—SI, la primavera florece —dijo César—. Yo quitaré todos los obstáculos y las fuerzas saldrán a su vida, que es la acción. Este pueblo, luego otros, y después España entera… Que no quede nada oculto ni encerrado, que salga todo a la vida, a la luz del sol. Soy un hombre fuerte, soy un hombre de hierro, para mí ya no hay obstáculos. Las fuerzas de la naturaleza me ayudarán. ¡César!
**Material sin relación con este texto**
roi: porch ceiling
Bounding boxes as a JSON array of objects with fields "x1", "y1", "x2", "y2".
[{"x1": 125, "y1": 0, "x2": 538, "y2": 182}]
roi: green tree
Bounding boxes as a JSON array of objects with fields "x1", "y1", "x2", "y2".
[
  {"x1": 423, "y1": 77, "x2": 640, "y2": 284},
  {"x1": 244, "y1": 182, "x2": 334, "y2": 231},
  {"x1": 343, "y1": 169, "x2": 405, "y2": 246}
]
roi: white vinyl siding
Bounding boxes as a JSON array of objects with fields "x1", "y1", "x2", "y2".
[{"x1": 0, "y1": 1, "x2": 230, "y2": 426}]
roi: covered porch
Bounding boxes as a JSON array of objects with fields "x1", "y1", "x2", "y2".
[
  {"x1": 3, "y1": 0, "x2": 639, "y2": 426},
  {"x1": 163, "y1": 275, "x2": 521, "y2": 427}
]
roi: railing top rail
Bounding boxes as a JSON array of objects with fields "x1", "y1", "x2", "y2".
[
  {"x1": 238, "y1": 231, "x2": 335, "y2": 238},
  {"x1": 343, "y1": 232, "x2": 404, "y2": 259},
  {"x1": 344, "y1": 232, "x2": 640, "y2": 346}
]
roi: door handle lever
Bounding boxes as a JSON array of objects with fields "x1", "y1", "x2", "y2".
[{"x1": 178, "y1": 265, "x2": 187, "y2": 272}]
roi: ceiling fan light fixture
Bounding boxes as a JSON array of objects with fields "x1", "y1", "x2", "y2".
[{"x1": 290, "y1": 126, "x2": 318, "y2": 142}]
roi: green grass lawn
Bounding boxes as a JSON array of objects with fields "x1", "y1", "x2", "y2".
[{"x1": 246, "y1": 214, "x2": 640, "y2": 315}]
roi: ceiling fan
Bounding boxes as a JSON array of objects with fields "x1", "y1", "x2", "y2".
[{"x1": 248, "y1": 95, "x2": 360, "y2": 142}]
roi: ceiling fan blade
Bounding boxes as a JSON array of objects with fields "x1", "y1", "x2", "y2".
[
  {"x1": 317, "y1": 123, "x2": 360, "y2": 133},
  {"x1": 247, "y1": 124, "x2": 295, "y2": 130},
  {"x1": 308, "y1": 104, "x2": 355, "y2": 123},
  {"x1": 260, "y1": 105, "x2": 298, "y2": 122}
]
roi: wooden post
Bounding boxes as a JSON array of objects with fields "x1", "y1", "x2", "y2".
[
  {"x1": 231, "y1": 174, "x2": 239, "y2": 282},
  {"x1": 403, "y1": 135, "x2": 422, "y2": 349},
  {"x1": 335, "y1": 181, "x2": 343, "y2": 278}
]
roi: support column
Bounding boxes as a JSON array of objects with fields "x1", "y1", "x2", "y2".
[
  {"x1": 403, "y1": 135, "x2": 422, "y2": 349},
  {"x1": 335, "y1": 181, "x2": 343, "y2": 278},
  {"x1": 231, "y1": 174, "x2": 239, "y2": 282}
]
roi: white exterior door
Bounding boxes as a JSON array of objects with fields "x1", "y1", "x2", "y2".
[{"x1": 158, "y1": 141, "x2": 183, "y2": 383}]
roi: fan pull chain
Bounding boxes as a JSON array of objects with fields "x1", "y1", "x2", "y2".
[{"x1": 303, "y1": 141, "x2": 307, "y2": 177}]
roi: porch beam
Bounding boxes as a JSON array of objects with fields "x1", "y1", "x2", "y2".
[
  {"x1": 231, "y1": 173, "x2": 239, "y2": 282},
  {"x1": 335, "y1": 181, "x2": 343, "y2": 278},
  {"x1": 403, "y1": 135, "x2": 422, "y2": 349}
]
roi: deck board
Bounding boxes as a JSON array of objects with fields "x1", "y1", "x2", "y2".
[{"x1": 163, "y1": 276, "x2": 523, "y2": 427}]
He de ser César.
Comenzó el automóvil a marchar en línea recta hacia Castro.
Las tierras de ambos lados de la carretera huían rápidamente.
El automóvil aminoró la marcha al pie del cerro y comenzó a subir una cuesta.
Atravesó una puerta antigua de la muralla que se llamaba de los Carros.
Le calle de este mismo nombre, una calle del arrabal pobre, era estrecha y de casas bajas; el suelo estaba empedrado de cantos. Cerca había una encrucijada de callejuelas.
Este barrio era de burdeles y de gitanos que hacían fiestas.
Al llegar a la encrucijada, en la parte más estrecha, había un carro interceptando la calle. El automóvil se detuvo.
—¿Qué pasa? —dijo César poniéndose de pie.
En aquel momento sonaron dos tiros y César cayó herido en el fondo del coche.
El cochero vio que los disparos partían de las ventanas bajas de un telar, y retrocediendo con el automóvil rápidamente volvió a pasar por la Puerta de los Carros, con peligro de estrellarse, salió a la carretera y marchó a gran velocidad a casa de César.
Un momento después, Juan el Babas y el Chispín salían del telar y desaparecían por una callejuela. El juez que fue a tomar declaraciones supo por el cochero que César había recibido una carta al subir al automóvil. Mandó registrar las ropas del herido y encontraron la carta de la Cachorra, en que esta advertía a César el peligro que corría. La fatalidad había hecho que César no la leyese.